Apache Flink Change Data Capture (CDC)

Manish AgrawalManish Agrawal
7 min read

Overview

This page provides a step-by-step guide to setting up and running a Change Data Capture (CDC) pipeline using Flink CDC to capture changes in a PostgreSQL database and replicate them to another PostgreSQL database.

Prerequisites

  • PostgreSQL: Ensure you have PostgreSQL installed and configured.

  • Flink: Set up a Flink environment.

  • Docker: Required for running services in containers.

PostgreSQL Setup

  1. Configure PostgreSQL for Logical Replication

    • Edit the postgresql.conf file and add the following configurations:

      wal_level = logical max_replication_slots = 4 max_wal_senders = 4

    • Restart PostgreSQL for the changes to take effect.

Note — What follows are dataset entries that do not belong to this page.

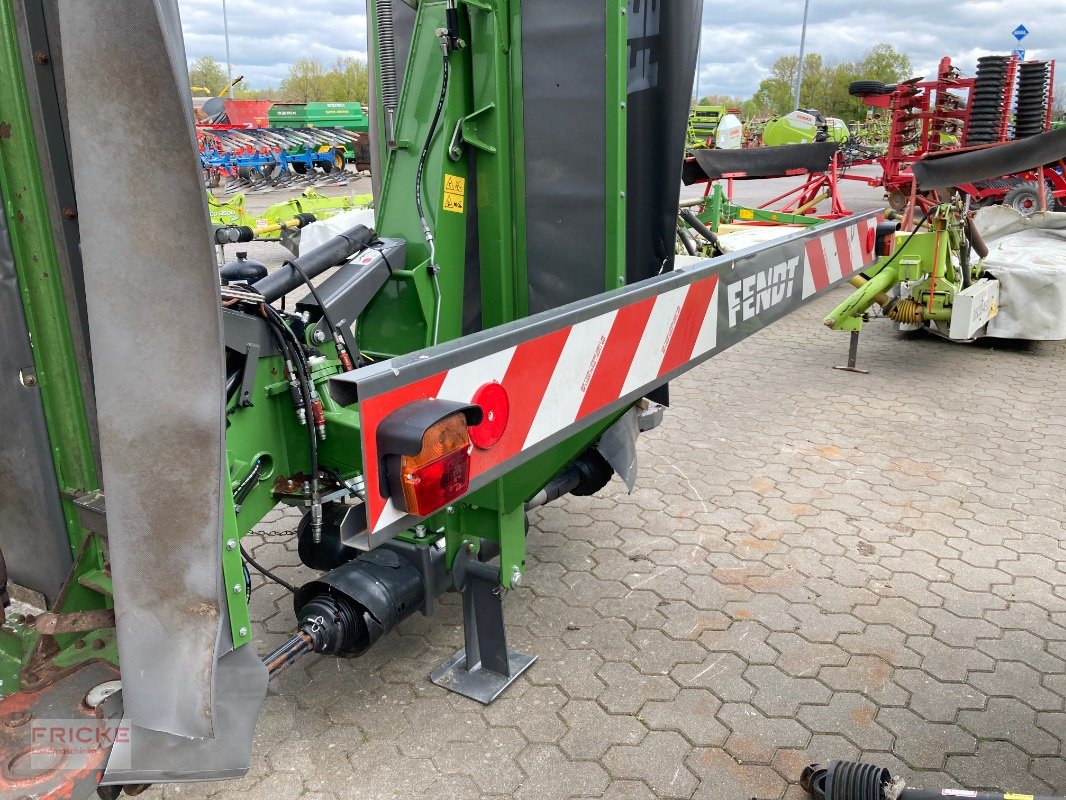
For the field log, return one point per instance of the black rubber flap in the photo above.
(761, 162)
(955, 169)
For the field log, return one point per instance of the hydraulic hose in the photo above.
(387, 57)
(689, 216)
(329, 254)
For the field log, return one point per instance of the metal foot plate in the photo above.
(479, 684)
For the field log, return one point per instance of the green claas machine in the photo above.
(714, 126)
(803, 127)
(963, 276)
(497, 342)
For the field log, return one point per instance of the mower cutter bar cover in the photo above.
(156, 330)
(759, 162)
(956, 169)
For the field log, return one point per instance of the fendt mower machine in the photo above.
(496, 342)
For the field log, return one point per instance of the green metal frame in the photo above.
(922, 258)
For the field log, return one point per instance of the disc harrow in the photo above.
(238, 158)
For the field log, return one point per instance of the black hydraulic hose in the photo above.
(690, 245)
(329, 254)
(315, 293)
(306, 387)
(245, 486)
(4, 597)
(699, 227)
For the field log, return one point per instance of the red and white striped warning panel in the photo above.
(565, 369)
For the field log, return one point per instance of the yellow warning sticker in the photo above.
(454, 193)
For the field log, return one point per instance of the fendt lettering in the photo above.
(760, 291)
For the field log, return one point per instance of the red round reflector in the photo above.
(496, 410)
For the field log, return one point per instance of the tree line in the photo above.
(824, 84)
(308, 80)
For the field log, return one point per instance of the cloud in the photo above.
(740, 40)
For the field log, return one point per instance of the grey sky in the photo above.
(740, 38)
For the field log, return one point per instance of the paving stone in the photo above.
(922, 745)
(592, 730)
(658, 761)
(692, 714)
(1012, 720)
(550, 776)
(995, 764)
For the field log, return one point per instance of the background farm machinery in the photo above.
(935, 269)
(259, 144)
(1006, 100)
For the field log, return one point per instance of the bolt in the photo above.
(17, 718)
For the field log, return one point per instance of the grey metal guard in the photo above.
(156, 330)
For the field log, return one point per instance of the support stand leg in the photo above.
(853, 356)
(484, 668)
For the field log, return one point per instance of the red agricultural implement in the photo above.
(1006, 100)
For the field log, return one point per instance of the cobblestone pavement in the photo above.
(816, 564)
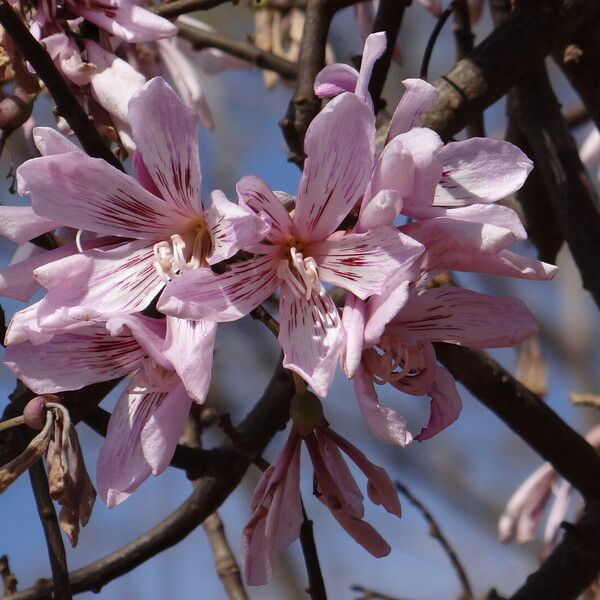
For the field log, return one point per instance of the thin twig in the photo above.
(316, 584)
(268, 416)
(436, 532)
(66, 102)
(210, 39)
(527, 415)
(433, 39)
(304, 106)
(389, 20)
(56, 549)
(9, 581)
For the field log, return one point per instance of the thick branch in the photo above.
(529, 33)
(580, 62)
(66, 103)
(570, 191)
(210, 39)
(572, 567)
(268, 416)
(527, 415)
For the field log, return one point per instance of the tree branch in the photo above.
(66, 103)
(529, 33)
(210, 39)
(527, 415)
(268, 416)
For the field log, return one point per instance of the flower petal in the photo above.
(100, 282)
(445, 405)
(231, 227)
(480, 170)
(463, 317)
(201, 294)
(256, 194)
(20, 224)
(163, 427)
(71, 361)
(339, 147)
(168, 143)
(363, 262)
(385, 423)
(312, 337)
(189, 346)
(419, 97)
(88, 193)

    • Monitoring PostgreSQL Settings

      • You can monitor relevant PostgreSQL settings using the following queries:

          SELECT name, setting FROM pg_settings WHERE name = 'wal_level';
        
          SELECT name, setting FROM pg_settings WHERE name = 'max_connections';
        
          SELECT name, setting FROM pg_settings;
        
          SELECT name, setting FROM pg_settings WHERE name = 'max_replication_slots';
        
          SELECT name, setting FROM pg_settings WHERE name IN ('wal_level', 'max_connections', 'max_replication_slots');
        
  2. Create Publication

    • Run the following SQL command to create a publication that captures all table changes:

      CREATE PUBLICATION nifi_publication FOR ALL TABLES;

  3. Provide required permissions

    • Run below SQL command on source database to give replication permission to the use

      GRANT rds_replication TO <user>; NOTE: replace <user> with username

    • Run below SQL command to monitor for db updates.

      ALTER TABLE <source_table> REPLICA IDENTITY FULL NOTE: Replace <source_table> with valid table name

  4. Create Logical Replication Slot

    • Execute the following SQL command to create a replication slot named flink_slot that uses the pgoutput plugin:

      SELECT * FROM pg_create_logical_replication_slot('flink_slot', 'pgoutput');

Flink CDC Setup

  1. Define Source and Sink Tables
  • Create the source and sink tables in Flink SQL. The source table captures changes from the PostgreSQL database, and the sink table writes the captured data to the target PostgreSQL database.
# Goto your container terminal and navigate to below path to open Flink SQL

cd /opt/flink/bin
sql-client.sh
  •   -- Source Table (captures changes from source_db table)
      CREATE TABLE source_db (
        id BIGINT NOT NULL,
        first_name STRING,
        last_name STRING,
        PRIMARY KEY (id) NOT ENFORCED
      ) WITH (
        'connector' = 'postgres-cdc',
        'debezium-json.schema-include' = 'false',
        'decoding.plugin.name' = 'pgoutput',
        'hostname' = 'host.docker.internal',
        'port' = '5433',
        'username' = 'postgres',
        'password' = 'root',
        'database-name' = 'postgres',
        'schema-name' = 'public',
        'table-name' = 'source_db',
        'slot.name' = 'flink_slot',
        'scan.incremental.snapshot.enabled' = 'true'
      );
    
      -- Sink Table (writes data to destination_db table)
      CREATE TABLE destination_db (
        id BIGINT NOT NULL,
        first_name STRING,
        last_name STRING,
        PRIMARY KEY (id) NOT ENFORCED
      ) WITH (
        'connector' = 'jdbc',
        'url' = 'jdbc:postgresql://host.docker.internal:5433/postgres',
        'username' = 'postgres',
        'password' = 'root',
        'table-name' = 'destination_db'
      );
    
  1. Creating job for Inserting Data from Source to Sink

    • You can optionally insert some data into the source table to verify the pipeline functionality.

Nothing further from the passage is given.